La reforma aniquiló la independencia del IFE, se cambió la Constitución para remover a los integrantes del Consejo y se acentuó la dependencia de éstos a las fuerzas que dominan al Congreso, lo que explica que a la fecha, contrario a lo que establece la Constitución, no se haya podido integrar en su totalidad dicho Consejo General. El hecho, por sí mismo es sumamente grave, pero lo más perniciosamente trascendente fue desvirtuar la función del IFE, autoridad creada expresamente para organizar las elecciones. La reforma de 2007, le concedió el carácter de policía nacional en lo que toca al acceso a la radio y Tv en ejercicio de las libertades políticas, lo mismo para partidos que para candidatos y ciudadanos.

La factura le fue cobrada a los medios pero lo hicieron mal y la simulación ha sido la gran consecuencia. Un problema real y solucionable con una cirugía menor, fue resuelto con lógica de carnicero. Se dispuso que nadie puede acceder a la radio y Tv para ejercer sus libertades políticas y que sólo a través del IFE, mediante un procedimiento lento y burocrático, se puede alcanzar dicho acceso, el que se restringe en el tiempo, que es exclusivo para partidos y candidatos, y cuya expresión es el nefasto espotismo que desde ese entonces domina a las campañas.

Hasta ahora, nadie se ha hecho responsable del entuerto.
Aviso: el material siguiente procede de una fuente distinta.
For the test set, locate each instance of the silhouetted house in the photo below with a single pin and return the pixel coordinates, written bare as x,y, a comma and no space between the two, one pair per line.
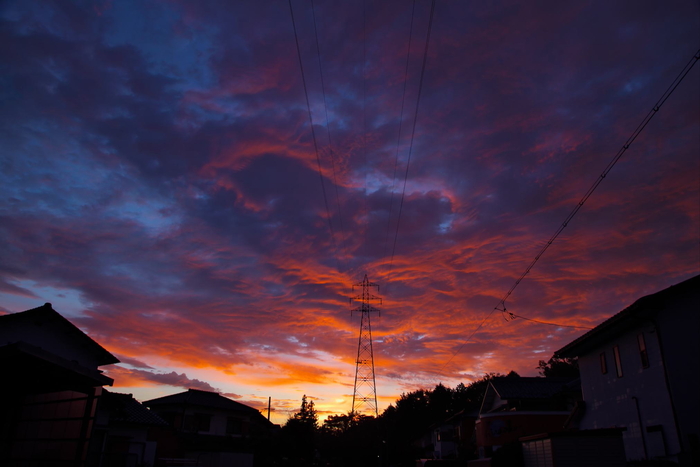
213,429
51,384
514,407
126,433
640,372
453,437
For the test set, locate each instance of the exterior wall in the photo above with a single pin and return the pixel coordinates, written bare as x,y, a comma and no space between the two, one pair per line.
678,332
218,421
53,428
574,451
639,394
502,428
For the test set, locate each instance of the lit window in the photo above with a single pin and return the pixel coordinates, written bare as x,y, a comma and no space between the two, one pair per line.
618,363
643,351
603,363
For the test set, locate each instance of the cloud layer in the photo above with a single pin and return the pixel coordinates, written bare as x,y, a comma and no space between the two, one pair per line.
158,180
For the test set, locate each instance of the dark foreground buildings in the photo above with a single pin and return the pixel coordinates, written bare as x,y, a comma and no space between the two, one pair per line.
55,412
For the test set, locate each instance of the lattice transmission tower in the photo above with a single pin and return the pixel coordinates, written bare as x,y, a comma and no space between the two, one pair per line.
364,398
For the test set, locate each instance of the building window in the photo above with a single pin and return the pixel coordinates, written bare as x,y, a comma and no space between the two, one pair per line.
643,351
603,363
618,363
234,426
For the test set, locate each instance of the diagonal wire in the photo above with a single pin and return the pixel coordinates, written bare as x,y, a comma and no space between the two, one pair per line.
398,139
313,134
413,134
672,87
328,129
364,118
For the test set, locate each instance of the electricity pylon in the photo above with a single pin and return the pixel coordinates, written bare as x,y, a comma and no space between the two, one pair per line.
364,397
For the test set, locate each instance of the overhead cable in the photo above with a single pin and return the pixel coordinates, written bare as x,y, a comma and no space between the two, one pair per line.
672,87
328,129
413,132
398,138
313,134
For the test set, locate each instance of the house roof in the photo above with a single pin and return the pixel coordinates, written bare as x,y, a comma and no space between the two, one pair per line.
35,369
46,314
529,387
644,308
203,399
123,408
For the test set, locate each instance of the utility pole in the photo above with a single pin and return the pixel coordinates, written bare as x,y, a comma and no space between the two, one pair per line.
364,398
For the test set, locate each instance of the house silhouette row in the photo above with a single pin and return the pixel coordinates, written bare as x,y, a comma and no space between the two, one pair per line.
636,400
54,410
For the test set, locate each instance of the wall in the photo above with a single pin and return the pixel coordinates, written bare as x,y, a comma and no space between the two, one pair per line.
612,401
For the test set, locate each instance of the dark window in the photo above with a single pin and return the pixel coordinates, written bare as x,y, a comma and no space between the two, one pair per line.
234,426
643,351
197,422
618,363
603,363
202,421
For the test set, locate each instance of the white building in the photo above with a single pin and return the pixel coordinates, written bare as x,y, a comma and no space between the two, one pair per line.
640,371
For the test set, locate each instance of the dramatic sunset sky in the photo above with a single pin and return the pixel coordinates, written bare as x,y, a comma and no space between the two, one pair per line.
159,183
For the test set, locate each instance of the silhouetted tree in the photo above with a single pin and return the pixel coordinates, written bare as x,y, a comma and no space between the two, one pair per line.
559,367
299,434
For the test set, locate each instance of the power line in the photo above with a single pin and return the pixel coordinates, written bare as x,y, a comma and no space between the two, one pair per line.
672,87
313,134
364,117
413,132
398,139
328,129
508,316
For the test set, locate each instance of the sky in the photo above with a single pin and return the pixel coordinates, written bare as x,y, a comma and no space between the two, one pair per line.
160,183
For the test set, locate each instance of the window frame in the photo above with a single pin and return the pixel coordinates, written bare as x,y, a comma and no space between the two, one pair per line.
603,364
643,352
618,361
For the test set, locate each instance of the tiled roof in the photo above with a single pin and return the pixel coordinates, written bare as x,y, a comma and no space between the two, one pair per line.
124,408
529,387
643,307
46,313
202,398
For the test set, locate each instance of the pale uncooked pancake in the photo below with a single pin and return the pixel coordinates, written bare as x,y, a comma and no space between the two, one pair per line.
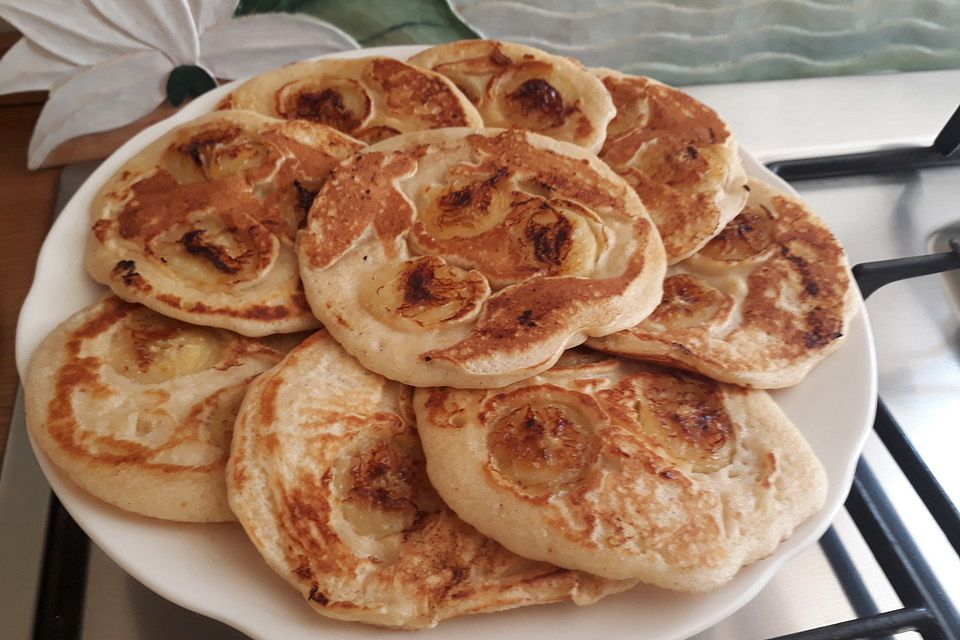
326,475
679,156
759,305
623,469
520,87
368,98
137,409
200,224
474,258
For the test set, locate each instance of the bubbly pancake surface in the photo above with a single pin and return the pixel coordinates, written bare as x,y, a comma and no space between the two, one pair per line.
760,305
623,469
679,156
200,224
520,87
473,258
370,99
138,409
326,475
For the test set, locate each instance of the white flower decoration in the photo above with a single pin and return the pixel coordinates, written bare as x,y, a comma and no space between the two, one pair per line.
107,62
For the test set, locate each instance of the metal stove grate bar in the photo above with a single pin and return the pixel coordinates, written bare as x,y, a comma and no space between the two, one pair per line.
942,152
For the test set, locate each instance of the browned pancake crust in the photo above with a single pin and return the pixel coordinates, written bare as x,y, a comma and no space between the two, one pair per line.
521,87
200,225
330,484
678,155
107,402
623,469
759,305
367,98
545,243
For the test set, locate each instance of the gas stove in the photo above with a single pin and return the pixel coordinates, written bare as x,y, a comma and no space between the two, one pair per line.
885,566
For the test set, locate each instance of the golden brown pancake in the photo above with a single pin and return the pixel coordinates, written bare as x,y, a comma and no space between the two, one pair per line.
368,98
326,475
623,469
679,156
199,225
520,87
474,258
759,305
138,409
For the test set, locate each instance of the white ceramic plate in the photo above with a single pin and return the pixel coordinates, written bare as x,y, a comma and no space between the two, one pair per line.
215,570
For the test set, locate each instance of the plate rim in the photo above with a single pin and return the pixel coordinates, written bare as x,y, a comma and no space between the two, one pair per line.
66,490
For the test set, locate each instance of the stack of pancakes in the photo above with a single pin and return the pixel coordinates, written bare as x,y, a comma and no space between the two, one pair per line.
461,225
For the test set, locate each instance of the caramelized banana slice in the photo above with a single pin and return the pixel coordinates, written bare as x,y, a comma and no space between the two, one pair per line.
340,103
370,99
428,292
542,438
688,303
749,236
684,415
521,87
622,469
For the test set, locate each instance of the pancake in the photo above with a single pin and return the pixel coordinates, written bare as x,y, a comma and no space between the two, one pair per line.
326,475
520,87
199,225
368,98
137,409
679,156
623,469
760,305
474,258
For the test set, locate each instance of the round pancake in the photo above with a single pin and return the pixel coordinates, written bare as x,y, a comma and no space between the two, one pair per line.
199,225
137,408
760,305
623,469
679,156
326,475
520,87
368,98
474,258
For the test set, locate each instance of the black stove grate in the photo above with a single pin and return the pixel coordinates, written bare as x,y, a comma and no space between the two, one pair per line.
927,608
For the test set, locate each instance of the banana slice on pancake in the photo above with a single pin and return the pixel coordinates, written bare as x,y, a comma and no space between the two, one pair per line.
520,87
623,469
473,258
760,305
138,409
370,99
326,475
679,156
199,225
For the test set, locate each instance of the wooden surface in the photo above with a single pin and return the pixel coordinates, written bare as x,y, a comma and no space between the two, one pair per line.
27,200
Los redactores del proyecto de reforma han inculpado al Senador Santiago Creel como el autor. Es difícil creerlo, sobre todo, si se considera la reforma del artículo 134 constitucional que impide el uso de nombre e imágenes de autoridades en la comunicación institucional para lo local, es decir, una reforma con dedicatoria: el gobernador Peña Nieto y el Jefe de Gobierno del DF, Marcelo Ebrard. Las razones de dicho cambio deben rastrearse a la competencia interna en los partidos por la candidatura presidencial. Se cambió la Constitución y se restringieron las libertades políticas para beneficiar a quienes no tenían una forma natural de financiar las campañas publicitarias institucionales.
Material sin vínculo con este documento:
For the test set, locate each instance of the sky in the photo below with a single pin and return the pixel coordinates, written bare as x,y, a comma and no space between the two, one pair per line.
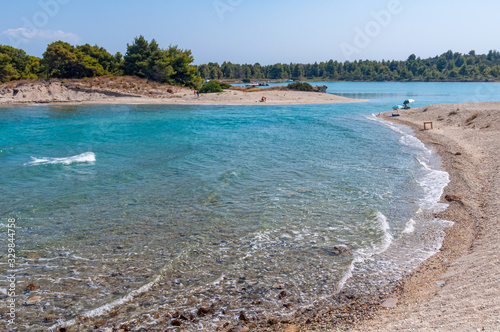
267,32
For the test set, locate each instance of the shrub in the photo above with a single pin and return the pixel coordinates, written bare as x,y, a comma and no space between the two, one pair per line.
210,87
301,86
214,86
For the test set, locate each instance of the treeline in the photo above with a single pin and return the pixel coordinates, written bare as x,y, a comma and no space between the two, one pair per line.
174,66
62,60
448,66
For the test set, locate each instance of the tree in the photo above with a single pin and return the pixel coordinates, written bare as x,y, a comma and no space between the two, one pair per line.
183,72
16,64
63,60
135,61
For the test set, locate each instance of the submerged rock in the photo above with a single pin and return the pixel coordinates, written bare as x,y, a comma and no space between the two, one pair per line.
451,198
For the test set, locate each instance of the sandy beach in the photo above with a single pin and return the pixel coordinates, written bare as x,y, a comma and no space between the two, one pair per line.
126,90
454,290
457,289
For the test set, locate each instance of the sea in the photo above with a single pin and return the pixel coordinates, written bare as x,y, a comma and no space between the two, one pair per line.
168,208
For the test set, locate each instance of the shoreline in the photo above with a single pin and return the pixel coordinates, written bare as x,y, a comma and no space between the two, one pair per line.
452,290
467,153
137,91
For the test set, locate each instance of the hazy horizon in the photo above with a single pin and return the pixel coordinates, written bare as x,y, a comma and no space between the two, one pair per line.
241,31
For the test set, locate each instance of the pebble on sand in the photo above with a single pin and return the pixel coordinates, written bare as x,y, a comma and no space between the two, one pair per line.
389,303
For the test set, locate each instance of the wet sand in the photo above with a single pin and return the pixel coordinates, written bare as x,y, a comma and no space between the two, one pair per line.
143,92
457,289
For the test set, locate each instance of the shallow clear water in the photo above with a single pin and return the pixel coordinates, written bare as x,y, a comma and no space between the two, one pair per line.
192,204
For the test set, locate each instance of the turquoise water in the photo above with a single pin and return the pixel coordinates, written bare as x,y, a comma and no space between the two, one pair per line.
185,206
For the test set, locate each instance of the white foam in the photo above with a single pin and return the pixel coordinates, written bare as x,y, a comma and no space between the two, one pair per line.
363,254
86,157
410,226
432,180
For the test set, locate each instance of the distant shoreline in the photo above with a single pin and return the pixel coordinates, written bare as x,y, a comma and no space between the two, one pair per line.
132,90
456,288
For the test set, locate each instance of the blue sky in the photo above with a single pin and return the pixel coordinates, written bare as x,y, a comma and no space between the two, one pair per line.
268,32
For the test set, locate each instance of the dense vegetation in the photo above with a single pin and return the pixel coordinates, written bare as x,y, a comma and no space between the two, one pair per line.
448,66
301,86
61,60
174,66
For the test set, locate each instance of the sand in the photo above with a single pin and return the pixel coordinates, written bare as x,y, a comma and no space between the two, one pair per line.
112,92
457,289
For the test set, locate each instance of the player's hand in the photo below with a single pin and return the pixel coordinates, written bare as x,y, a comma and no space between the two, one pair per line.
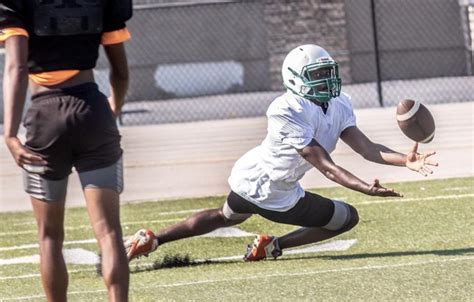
419,162
376,189
22,156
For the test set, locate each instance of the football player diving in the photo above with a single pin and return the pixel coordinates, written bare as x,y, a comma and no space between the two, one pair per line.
304,125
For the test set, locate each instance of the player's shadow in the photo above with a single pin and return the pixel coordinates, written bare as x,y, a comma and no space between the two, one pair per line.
445,252
174,261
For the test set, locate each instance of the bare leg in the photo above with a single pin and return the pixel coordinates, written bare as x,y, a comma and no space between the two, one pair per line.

A la contrarreforma electoral se le pueden sumar otros daños colaterales igualmente graves, como anular a los órganos electorales locales en las tareas exclusivas, como el tema de las campañas locales y el acceso a la publicidad en radio y Tv; otro aspecto no menor es la rigidez que ahora padecen los candidatos para hacer un uso eficaz de la publicidad; las campañas se han reducido pero el tiempo para difundir un mensaje se lleva más de 14 días entre la solicitud ante el IFE y su difusión, todo mediado por las dirigencias nacionales de los partidos y un poderoso comité que decide reglamento en mano, cómo dar curso a los requerimientos presentados por los partidos.

La equidad en la contienda es el argumento para justificar el espotismo y la afectación de las libertades políticas. Sin duda, se trata de un principio válido pero la realidad es que la equidad es una aspiración, un objetivo deseable considerando que partidos y candidatos tienen posiciones diversas que es producto de la realidad y donde la ley muy poco tiene que hacer.

La reforma de 2007 dio rango de garantía constitucional a la inequidad, pues establece que el acceso a la radio y Tv será proporcional al resultado de la elección de diputados que le preceda. Es decir, un partido con una circunstancial baja votación quedará condenado a un limitado acceso a los instrumentos más poderosos para hacer su siguiente campaña: los recursos financieros, y la radio y Tv.

Hoy, frente a las pretensiones de senadores de una reforma fiscal, motivadas por un evidente oportunismo electoral de carácter personal (nadie espera cuatro años y medio para proponer una reforma estructural a meses de la selección de candidatos), es muy importante dar curso al debate sobre la reforma electoral. No hay tiempo, sobre todo, si se pretende tener mejores normas e instituciones para los comicios presidenciales de 2012. Es urgente que el Senado resuelva los aspectos más negativos del engendro que aprobó en 2007. La experiencia de los comicios de 2009 y lo que ha acontecido en las elecciones locales en todas las entidades, dan suficiente material para evaluar e identificar con claridad los errores que se cometieron en nombre de la equidad y que se fundaron en la ambición personal por una sucesión presidencial anticipada. No hay tiempo qué perder.